It seems that AMD's newest chipset drivers are now available, and courtesy of hardware leaker HXL, the release notes mention support for the "Ryzen AI 300 MAX" line-up. This finding was sourced from ASUS, who has the latest drivers available to download for its X670E series of motherboards. The gist is that AMD has seemingly confirmed the existence of the Ryzen AI 300 MAX series, whose rumored codename is Strix Halo.
The source of the confirmation comes via a chipset driver download from Asus, and is located in the Chipset folder on page 3 of ReleaseNotes_6.10.02.1849.rtf.
Strix Halo is AMD's yet-to-launch flagship mainstream APU offering.

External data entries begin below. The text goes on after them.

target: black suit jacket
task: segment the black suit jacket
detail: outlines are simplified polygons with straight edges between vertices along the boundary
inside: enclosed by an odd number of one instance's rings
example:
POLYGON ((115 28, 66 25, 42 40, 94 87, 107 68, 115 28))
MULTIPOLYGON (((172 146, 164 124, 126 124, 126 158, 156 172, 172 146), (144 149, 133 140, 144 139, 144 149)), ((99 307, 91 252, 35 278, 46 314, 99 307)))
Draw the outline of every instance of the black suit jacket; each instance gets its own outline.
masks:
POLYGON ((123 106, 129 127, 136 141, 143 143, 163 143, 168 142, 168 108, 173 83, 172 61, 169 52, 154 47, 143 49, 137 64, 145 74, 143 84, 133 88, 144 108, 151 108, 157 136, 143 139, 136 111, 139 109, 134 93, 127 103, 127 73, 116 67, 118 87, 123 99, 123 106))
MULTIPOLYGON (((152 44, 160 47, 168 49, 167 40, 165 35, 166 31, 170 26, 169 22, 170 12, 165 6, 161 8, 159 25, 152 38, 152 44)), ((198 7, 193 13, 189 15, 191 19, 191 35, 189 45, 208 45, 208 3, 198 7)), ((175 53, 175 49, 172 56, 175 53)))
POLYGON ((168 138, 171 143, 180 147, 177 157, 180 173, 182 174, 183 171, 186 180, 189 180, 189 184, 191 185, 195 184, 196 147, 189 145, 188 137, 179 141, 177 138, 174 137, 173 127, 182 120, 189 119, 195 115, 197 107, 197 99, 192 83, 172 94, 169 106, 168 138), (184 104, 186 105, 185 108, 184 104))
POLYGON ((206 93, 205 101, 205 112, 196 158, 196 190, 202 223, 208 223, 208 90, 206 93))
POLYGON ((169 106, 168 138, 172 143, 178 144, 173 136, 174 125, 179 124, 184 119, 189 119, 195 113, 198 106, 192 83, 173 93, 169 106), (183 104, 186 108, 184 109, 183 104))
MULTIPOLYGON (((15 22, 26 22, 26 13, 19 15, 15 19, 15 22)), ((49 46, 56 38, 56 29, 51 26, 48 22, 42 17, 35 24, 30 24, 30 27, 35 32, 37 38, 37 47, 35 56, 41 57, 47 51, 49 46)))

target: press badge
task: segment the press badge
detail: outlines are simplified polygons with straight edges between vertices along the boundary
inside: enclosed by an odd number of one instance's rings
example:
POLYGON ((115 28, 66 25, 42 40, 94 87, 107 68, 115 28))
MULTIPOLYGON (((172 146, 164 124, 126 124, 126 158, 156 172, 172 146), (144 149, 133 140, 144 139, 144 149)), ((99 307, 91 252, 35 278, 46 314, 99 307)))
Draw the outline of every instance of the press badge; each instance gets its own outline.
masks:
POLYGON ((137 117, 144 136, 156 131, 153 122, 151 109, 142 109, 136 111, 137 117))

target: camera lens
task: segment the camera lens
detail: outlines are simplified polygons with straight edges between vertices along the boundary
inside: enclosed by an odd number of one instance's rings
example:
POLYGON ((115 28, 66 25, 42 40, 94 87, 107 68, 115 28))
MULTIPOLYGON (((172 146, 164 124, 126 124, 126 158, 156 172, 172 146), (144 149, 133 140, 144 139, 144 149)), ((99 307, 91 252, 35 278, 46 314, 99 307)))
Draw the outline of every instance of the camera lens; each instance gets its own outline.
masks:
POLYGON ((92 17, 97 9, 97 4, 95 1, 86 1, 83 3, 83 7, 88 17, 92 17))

The top configuration allegedly packs 16 Zen 5 cores at 5.8GHz and a 40 CU-equipped iGPU based on RDNA 3.5. This beast is designed for workstations and premium top-of-the-line laptops and is expected to consume nearly 130W of power.
A previous leak gave us some insight regarding the internals of this chip, based on which Strix Halo contains three chiplets; two CCDs and one large SoC die. The SoC die packs a massive 40 CU iGPU clocked at 3 GHz, eclipsing the RX 7600 XT, 32MB of MALL (Memory Access at Last Level) cache which we assume will work similarly to Infinity Cache and may also be usable by the CPU cores as a possible L4 cache. Surrounding the package, we have eight LPPDR5X-8533 memory modules possibly indicating a 256-bit memory interface in the SoC die. On the I/O and expansion side, Strix Halo is rumored to have four PCIe 5.0 and eight PCIe 4.0 lanes alongside two USB 4.0 and USB 3.2 Gen 2 ports each.

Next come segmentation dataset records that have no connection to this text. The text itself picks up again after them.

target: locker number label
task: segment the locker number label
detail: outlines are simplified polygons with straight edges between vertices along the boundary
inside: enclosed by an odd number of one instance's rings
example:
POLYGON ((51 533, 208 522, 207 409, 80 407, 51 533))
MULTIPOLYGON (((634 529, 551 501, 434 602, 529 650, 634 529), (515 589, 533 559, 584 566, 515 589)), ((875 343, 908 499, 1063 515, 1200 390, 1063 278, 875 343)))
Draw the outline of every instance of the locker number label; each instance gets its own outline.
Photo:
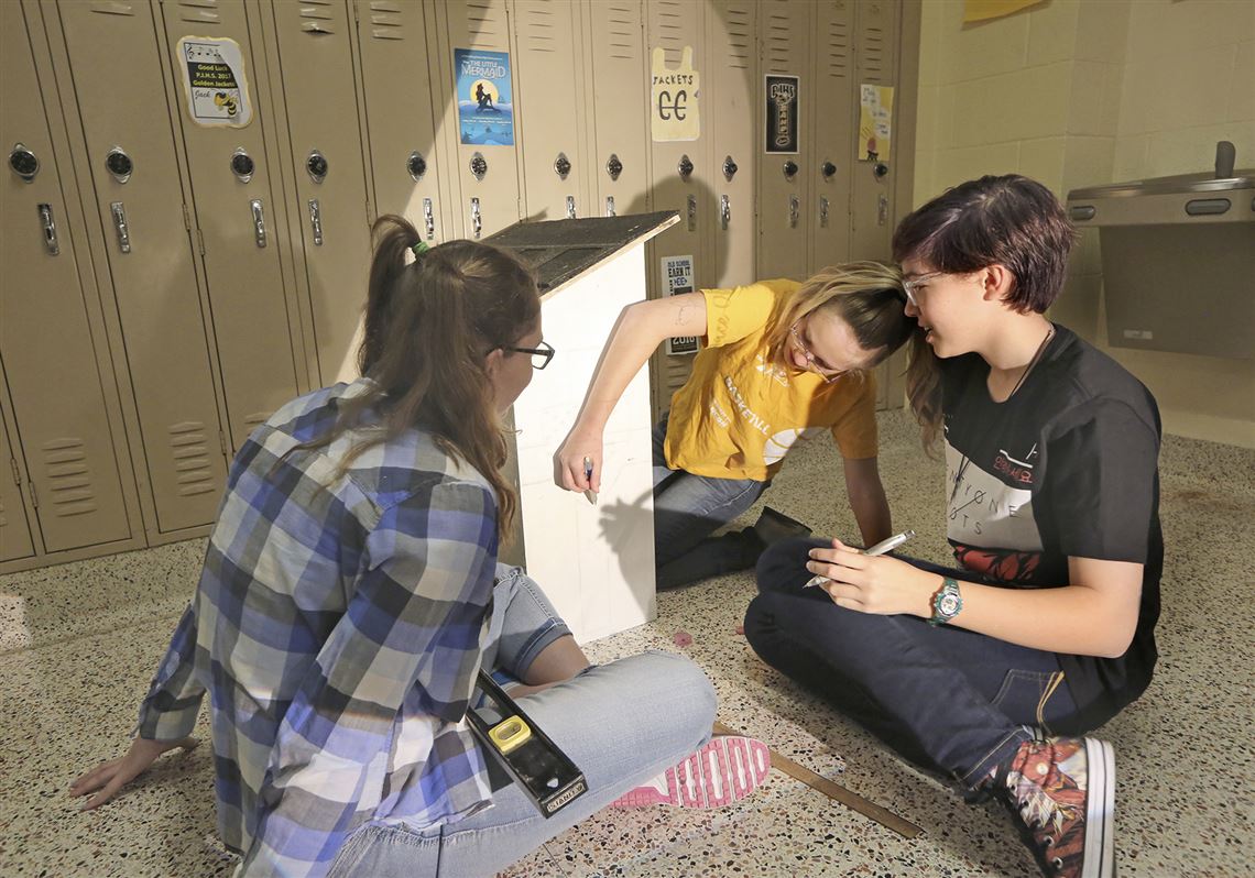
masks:
POLYGON ((654 143, 697 140, 702 135, 702 114, 698 112, 702 79, 693 69, 693 46, 684 46, 680 65, 675 69, 666 66, 663 46, 655 46, 650 79, 650 133, 654 143))

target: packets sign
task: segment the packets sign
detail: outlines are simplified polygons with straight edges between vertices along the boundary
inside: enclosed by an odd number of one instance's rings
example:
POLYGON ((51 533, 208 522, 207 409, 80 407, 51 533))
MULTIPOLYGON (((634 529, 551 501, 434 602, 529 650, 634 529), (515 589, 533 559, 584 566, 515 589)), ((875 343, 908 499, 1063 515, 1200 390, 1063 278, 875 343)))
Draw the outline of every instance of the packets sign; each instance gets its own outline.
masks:
POLYGON ((252 122, 252 99, 238 43, 217 36, 183 36, 178 40, 178 59, 192 122, 206 128, 243 128, 252 122))
POLYGON ((510 53, 453 50, 462 143, 510 147, 515 143, 515 103, 510 88, 510 53))
POLYGON ((766 77, 767 152, 797 154, 797 77, 766 77))
MULTIPOLYGON (((693 292, 692 256, 663 257, 663 290, 666 291, 668 296, 678 296, 681 292, 693 292)), ((695 335, 681 335, 678 339, 668 339, 666 352, 697 354, 698 337, 695 335)))
POLYGON ((858 87, 858 161, 887 162, 894 127, 894 87, 858 87))
POLYGON ((674 70, 668 69, 663 48, 655 46, 651 66, 654 103, 649 112, 649 129, 654 143, 697 140, 702 135, 702 117, 698 113, 702 79, 693 69, 693 46, 684 46, 680 65, 674 70))

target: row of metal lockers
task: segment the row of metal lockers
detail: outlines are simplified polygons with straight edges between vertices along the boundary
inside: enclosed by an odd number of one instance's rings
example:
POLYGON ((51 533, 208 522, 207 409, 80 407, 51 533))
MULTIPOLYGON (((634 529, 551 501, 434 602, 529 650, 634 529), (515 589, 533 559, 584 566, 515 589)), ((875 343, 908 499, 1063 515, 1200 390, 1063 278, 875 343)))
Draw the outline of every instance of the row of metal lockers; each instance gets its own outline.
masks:
MULTIPOLYGON (((887 257, 917 20, 910 0, 0 3, 0 571, 205 533, 248 431, 351 354, 380 213, 444 241, 676 209, 651 295, 664 257, 695 287, 887 257), (488 99, 458 92, 468 53, 506 69, 488 99), (786 152, 772 77, 794 85, 786 152), (896 89, 873 158, 867 84, 896 89), (474 142, 477 110, 497 135, 474 142), (668 139, 678 115, 690 139, 668 139)), ((654 366, 665 404, 688 360, 654 366)))

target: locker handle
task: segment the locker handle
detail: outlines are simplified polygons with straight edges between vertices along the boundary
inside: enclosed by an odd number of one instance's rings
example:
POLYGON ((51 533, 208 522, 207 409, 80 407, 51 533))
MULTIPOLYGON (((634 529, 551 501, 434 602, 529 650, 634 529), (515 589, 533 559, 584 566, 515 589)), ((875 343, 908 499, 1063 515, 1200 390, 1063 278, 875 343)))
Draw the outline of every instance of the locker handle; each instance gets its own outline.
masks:
POLYGON ((113 213, 113 227, 118 232, 118 250, 129 253, 131 228, 127 226, 127 208, 120 201, 115 201, 109 204, 109 212, 113 213))
POLYGON ((252 208, 252 233, 257 238, 257 246, 266 246, 266 211, 261 204, 261 198, 254 198, 248 202, 248 207, 252 208))
POLYGON ((427 240, 435 240, 435 213, 432 209, 432 199, 423 199, 423 225, 427 226, 427 240))
POLYGON ((56 243, 56 221, 53 220, 53 206, 39 206, 39 222, 44 227, 44 246, 48 247, 49 256, 56 256, 61 247, 56 243))
POLYGON ((318 198, 310 198, 310 230, 314 232, 314 246, 323 246, 323 208, 319 207, 318 198))

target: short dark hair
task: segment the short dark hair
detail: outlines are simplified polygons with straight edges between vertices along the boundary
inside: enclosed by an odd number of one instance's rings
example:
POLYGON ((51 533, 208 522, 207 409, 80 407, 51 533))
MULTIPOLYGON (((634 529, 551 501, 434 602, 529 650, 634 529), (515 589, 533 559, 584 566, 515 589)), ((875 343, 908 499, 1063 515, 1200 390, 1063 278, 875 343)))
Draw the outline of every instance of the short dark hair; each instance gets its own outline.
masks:
POLYGON ((912 212, 894 233, 894 258, 968 273, 1003 265, 1015 277, 1007 304, 1045 311, 1063 290, 1076 231, 1058 198, 1019 174, 960 183, 912 212))

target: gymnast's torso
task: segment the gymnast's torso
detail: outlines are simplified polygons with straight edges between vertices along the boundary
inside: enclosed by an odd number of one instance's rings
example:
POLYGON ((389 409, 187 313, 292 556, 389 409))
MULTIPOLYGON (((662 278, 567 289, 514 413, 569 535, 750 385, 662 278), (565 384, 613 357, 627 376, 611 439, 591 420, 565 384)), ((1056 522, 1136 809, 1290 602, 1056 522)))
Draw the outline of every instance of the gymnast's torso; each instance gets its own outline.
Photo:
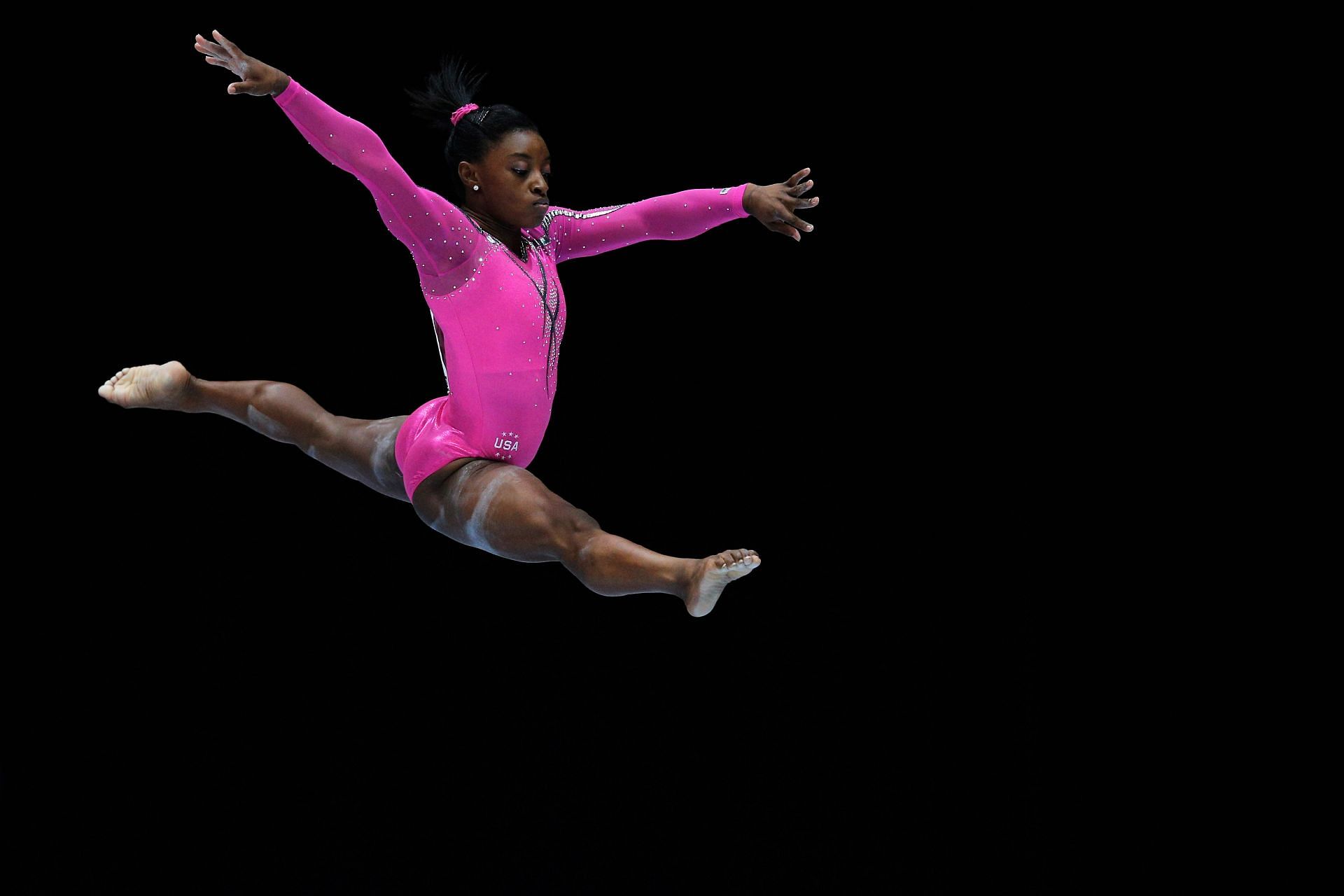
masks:
POLYGON ((273 98, 319 153, 368 188, 419 271, 445 392, 417 408, 398 435, 407 494, 458 458, 526 467, 536 457, 564 337, 560 262, 646 239, 689 239, 749 216, 747 184, 585 211, 552 203, 540 224, 520 231, 519 257, 456 204, 411 181, 368 126, 296 79, 273 98))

To satisfy Microsoft's AI PC requirements, AMD will leverage its XDNA2 architecture for Strix Halo's NPU. Given the larger die size, the NPU TOPS might be slightly higher than what Strix can currently push.
Strix Halo is an ambitious project by AMD and may render many discrete mobile GPUs obsolete. AMD has already made strides in the iGPU segment with its Radeon 600/700/800M offerings. The looming question is pricing since Strix Halo will not only be more expensive to make, but we must also factor in the cost of packaging. In any case, we expect AMD to unveil the Ryzen AI 300 MAX series at CES 2025.